The United States and Japan have long had an inseparable economic relationship. Forty years ago, in 1985, Japan's economy was growing rapidly, and its GDP had reached 555 trillion dollars, only 7$64 trillion is about $2,000 billion lower.
With Japan's booming economic growth at the time, many expected it to soon overtake the United States as the world's largest economy. However, 30 years later, the GDP gap between the United States and Japan has not narrowed, but has widened to a staggering 21$51 trillion.
In 2022, the GDP of the United States has reached 2574 trillion dollars, while Japan has only 4$23 trillion, less than one-fifth of the United States. This striking change in contrast is inextricably linked to the currency war launched by the United States 40 years ago.

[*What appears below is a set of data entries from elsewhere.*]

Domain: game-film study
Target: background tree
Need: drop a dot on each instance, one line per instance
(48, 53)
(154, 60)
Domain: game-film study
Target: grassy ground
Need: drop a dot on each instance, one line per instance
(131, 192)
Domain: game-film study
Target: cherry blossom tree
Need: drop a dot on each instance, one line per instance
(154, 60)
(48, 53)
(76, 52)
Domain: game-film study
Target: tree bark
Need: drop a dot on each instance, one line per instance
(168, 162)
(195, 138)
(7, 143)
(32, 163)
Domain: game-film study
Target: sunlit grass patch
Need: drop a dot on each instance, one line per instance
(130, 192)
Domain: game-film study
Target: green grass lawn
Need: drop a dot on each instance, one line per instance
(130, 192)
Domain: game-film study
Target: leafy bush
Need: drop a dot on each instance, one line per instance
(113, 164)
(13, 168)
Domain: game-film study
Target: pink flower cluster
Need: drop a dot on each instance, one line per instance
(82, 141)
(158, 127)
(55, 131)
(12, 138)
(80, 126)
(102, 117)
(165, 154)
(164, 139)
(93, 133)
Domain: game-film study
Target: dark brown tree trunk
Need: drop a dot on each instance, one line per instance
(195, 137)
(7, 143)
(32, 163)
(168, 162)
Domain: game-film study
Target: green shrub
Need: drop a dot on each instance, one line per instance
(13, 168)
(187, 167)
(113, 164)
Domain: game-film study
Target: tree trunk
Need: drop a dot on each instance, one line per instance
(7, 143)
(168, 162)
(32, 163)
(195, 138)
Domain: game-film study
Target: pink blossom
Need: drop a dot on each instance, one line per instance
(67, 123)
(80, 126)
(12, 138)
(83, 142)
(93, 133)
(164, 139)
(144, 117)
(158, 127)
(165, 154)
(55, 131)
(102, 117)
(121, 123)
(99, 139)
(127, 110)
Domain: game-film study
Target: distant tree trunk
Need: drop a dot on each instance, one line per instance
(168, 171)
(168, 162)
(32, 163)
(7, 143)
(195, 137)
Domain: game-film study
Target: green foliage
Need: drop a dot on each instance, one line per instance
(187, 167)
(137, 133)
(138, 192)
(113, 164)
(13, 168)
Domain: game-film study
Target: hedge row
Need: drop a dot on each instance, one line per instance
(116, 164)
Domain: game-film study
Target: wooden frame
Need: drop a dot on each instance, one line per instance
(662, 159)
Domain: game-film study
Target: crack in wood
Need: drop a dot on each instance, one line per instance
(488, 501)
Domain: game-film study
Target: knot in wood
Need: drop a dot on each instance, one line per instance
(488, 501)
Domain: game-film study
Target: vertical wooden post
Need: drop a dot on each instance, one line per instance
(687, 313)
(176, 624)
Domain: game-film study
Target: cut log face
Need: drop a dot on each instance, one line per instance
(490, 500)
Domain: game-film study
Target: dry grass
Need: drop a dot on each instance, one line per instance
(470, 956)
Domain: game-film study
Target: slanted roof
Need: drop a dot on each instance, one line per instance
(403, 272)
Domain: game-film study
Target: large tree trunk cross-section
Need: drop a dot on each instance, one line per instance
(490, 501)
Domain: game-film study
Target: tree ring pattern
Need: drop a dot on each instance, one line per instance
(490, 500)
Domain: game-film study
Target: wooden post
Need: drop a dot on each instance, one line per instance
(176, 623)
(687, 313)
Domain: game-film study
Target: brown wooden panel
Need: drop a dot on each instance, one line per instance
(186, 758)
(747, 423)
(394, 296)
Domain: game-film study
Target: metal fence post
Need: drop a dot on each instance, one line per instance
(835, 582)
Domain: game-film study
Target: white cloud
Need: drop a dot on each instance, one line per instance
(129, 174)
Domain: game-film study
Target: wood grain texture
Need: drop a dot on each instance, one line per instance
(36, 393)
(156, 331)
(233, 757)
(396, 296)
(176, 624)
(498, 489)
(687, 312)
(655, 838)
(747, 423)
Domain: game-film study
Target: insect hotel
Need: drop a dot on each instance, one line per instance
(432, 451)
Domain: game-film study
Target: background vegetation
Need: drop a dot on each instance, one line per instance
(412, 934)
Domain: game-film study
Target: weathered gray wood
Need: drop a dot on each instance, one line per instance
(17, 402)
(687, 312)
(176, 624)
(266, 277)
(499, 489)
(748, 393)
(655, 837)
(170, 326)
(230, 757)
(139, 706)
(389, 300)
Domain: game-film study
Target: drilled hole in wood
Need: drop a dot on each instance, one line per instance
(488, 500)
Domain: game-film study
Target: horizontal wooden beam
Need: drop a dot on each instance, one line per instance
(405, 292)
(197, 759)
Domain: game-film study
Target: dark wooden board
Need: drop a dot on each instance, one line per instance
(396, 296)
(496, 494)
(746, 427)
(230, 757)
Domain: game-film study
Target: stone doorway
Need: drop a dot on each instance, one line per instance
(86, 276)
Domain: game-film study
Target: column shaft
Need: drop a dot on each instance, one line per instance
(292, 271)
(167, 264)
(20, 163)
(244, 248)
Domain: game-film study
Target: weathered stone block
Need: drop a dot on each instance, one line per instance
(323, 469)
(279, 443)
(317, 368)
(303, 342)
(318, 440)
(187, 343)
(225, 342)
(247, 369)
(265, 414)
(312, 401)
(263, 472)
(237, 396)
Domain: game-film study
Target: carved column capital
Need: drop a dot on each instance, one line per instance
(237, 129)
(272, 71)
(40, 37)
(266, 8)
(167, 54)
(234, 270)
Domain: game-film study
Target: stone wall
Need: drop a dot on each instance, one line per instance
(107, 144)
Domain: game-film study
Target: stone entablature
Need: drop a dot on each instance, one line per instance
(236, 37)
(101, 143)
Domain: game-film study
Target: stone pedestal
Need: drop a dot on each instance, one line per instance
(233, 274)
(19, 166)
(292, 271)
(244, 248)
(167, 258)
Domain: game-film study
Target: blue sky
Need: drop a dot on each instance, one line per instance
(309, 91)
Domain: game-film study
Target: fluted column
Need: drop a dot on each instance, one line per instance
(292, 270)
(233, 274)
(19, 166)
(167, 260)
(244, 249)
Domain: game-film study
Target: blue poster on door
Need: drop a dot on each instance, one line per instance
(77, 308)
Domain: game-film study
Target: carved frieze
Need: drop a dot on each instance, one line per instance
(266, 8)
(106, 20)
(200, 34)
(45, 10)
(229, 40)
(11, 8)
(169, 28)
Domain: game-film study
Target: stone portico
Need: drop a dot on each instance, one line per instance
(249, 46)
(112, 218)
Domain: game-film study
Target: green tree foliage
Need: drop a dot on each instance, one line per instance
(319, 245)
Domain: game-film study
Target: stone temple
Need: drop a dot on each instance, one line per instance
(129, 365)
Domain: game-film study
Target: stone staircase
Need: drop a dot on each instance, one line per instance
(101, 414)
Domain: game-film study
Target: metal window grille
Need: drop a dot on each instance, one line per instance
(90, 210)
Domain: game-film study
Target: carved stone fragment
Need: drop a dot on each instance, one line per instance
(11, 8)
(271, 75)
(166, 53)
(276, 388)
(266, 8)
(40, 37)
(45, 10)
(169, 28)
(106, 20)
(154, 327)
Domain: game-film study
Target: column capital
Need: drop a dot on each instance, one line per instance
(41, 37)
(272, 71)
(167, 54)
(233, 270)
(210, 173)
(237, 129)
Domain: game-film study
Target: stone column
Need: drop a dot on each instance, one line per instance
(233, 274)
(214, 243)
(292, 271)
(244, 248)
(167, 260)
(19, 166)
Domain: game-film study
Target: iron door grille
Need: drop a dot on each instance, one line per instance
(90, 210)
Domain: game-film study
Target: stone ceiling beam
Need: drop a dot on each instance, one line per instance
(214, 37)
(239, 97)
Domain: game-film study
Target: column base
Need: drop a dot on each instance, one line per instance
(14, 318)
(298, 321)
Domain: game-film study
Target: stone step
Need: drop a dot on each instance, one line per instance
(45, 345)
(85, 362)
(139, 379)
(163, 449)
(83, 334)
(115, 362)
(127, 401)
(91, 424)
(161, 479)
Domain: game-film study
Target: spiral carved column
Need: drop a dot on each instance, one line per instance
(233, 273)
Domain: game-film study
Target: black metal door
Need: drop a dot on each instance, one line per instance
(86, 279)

The historical curve of Japan's GDP growth can clearly reflect the changes at key nodes. Japan's GDP reached a high point in 1995 and then continued to decline, falling below 4 in 1998$1 trillion.
After years of volatility, it finally crossed the $6 trillion mark again in 2012 to reach 6An all-time high of $27 trillion, but it soon began to decline again until it fell below 4 again in 2022$2 trillion, only slightly higher than the 1998 low.

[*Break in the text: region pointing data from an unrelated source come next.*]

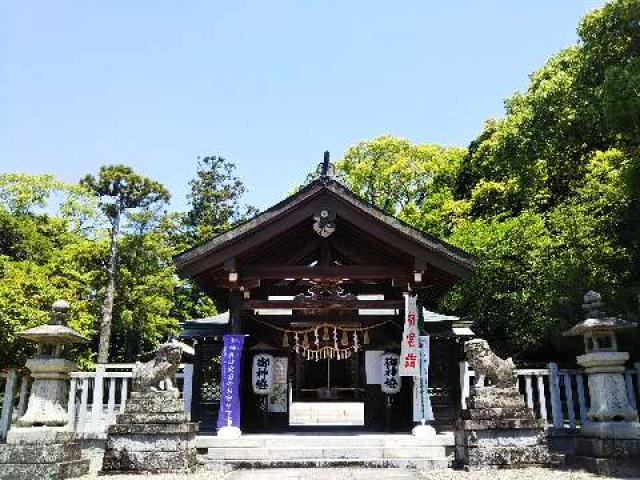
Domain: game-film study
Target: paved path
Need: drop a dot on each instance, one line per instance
(325, 474)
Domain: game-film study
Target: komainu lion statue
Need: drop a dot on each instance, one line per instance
(160, 373)
(487, 364)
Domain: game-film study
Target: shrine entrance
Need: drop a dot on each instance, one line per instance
(317, 282)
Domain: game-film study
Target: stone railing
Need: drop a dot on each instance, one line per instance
(95, 398)
(558, 396)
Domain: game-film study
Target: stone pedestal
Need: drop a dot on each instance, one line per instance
(49, 391)
(610, 443)
(498, 430)
(154, 434)
(42, 453)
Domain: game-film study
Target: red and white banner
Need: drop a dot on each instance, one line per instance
(409, 351)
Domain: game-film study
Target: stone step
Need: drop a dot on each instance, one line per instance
(310, 441)
(419, 464)
(326, 452)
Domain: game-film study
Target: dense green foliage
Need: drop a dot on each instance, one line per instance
(547, 198)
(55, 243)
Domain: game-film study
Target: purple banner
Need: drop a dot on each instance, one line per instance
(229, 413)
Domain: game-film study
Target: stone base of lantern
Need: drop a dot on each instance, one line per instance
(498, 430)
(154, 435)
(41, 452)
(606, 456)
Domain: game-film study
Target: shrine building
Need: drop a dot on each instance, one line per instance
(318, 282)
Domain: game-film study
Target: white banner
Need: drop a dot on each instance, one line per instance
(409, 354)
(421, 401)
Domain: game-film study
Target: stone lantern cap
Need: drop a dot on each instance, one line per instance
(596, 320)
(599, 325)
(55, 332)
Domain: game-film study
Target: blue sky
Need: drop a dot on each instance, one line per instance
(270, 85)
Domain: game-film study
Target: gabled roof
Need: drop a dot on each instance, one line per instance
(371, 219)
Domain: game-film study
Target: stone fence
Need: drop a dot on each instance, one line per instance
(95, 398)
(558, 396)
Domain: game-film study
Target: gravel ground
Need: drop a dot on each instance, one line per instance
(367, 474)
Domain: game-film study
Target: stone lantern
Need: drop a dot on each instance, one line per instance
(50, 372)
(42, 445)
(612, 435)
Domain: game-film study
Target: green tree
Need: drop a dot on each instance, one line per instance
(413, 182)
(214, 200)
(120, 190)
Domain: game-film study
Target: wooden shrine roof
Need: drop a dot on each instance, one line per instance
(280, 243)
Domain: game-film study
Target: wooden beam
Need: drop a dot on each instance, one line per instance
(352, 272)
(306, 304)
(304, 252)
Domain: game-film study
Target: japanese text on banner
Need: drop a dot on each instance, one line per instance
(409, 351)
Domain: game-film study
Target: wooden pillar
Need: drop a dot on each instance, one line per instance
(235, 311)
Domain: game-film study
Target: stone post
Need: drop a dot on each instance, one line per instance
(42, 445)
(611, 439)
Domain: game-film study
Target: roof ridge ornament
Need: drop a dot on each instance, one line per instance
(326, 169)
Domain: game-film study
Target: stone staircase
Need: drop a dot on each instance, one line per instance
(300, 451)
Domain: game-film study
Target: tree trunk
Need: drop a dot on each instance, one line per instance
(107, 306)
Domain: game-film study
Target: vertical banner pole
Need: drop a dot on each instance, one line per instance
(229, 413)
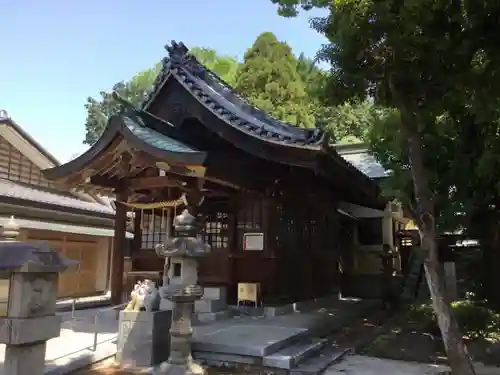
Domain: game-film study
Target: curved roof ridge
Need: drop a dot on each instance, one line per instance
(226, 99)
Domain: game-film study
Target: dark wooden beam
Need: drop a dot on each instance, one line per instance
(117, 257)
(156, 182)
(106, 181)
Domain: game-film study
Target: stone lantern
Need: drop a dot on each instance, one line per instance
(28, 294)
(183, 290)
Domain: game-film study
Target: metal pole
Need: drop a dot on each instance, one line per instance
(96, 319)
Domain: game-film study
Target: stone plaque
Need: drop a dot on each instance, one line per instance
(143, 338)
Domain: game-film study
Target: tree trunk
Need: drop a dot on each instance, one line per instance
(458, 357)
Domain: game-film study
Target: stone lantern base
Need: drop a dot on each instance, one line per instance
(143, 338)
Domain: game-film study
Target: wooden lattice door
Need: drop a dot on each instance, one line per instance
(215, 269)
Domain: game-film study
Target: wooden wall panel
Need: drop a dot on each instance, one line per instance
(78, 281)
(15, 166)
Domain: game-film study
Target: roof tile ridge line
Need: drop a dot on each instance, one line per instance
(184, 59)
(140, 111)
(159, 82)
(311, 146)
(242, 98)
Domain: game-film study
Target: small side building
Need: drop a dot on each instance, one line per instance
(77, 224)
(375, 228)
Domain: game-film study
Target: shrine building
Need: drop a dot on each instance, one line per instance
(274, 195)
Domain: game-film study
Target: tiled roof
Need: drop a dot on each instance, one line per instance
(225, 103)
(31, 193)
(364, 161)
(154, 138)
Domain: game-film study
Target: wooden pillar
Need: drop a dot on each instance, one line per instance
(117, 258)
(168, 232)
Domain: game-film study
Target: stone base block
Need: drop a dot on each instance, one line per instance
(215, 292)
(213, 300)
(143, 338)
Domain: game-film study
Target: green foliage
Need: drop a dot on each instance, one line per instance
(474, 319)
(268, 78)
(225, 67)
(100, 110)
(135, 90)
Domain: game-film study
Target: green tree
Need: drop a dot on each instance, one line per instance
(135, 90)
(382, 48)
(100, 110)
(349, 122)
(268, 78)
(225, 67)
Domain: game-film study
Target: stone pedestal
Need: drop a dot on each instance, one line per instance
(143, 338)
(182, 290)
(25, 359)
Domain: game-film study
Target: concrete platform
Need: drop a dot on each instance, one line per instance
(243, 337)
(247, 339)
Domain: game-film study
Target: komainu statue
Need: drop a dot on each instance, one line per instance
(145, 296)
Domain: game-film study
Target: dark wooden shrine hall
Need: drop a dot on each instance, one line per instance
(195, 134)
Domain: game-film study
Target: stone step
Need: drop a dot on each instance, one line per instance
(211, 316)
(317, 364)
(290, 356)
(209, 305)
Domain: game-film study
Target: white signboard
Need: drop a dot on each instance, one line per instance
(253, 241)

This up-and-down curve was largely caused by the bursting of a rapidly inflating asset bubble in the early 1990s, when Japan experienced a property market and a double crash, kicking off a 30-year economic downturn.
Specifically, in the 80s of the 20th century, Japan's rapid economic growth made the United States feel great pressure. In order to suppress Japan, the United States forced Japan to sign the Plaza Accord, which led to a sharp appreciation of the yen.
The appreciation of the yen has brought about a rapid increase in various assets, forming a huge bubble. After the bubble burst in the 90s, Japan's economy fell into a downturn, and it is still difficult to completely come out of the shadows.
Since the beginning of the 21st century, the yen exchange rate has continued to make new waves. In 2022, against the backdrop of the Federal Reserve's continuous interest rate hikes, the yen exchange rate depreciated sharply, with the highest exchange rate against the US dollar exceeding 15%, falling below the 151 mark.
It stands to reason that in this case, the Bank of Japan should support the local currency exchange rate by means of U.S. bonds, but surprisingly, from June to September, the Bank of Japan had a large number of U.S. bonds for three consecutive months.
In September, the Bank of Japan finally came to its senses and began selling $28.5 billion in bonds. But what is even more surprising is that in September, Japan's net further U.S. debt also reached $20 billion. This seems to indicate that both the Bank of Japan and the private sector are more inclined to cooperate with the appreciation of the dollar to reap.
Japanese economists** said that the Bank of Japan will start raising interest rates in 2023. If Japan tightens monetary policy and raises interest rates, and the Fed is forced to cut interest rates, it will have a major impact on the US-Japan currency war.
Japan's rate hike itself is a boon for the yen, and combined with the Fed's 100 basis point rate cut, it could quickly weigh on the dollar index. At this point, the yen will appreciate very much against the dollar.
In other words, the yen is likely to succeed in countering the dollar in the new year. The currency war between the United States and Japan, which began 40 years ago, has officially entered the final decisive stage.
Can Japan's economy succeed in turning around and regaining its former glory?In which direction will the yen exchange rate eventually break through?Let's wait and see!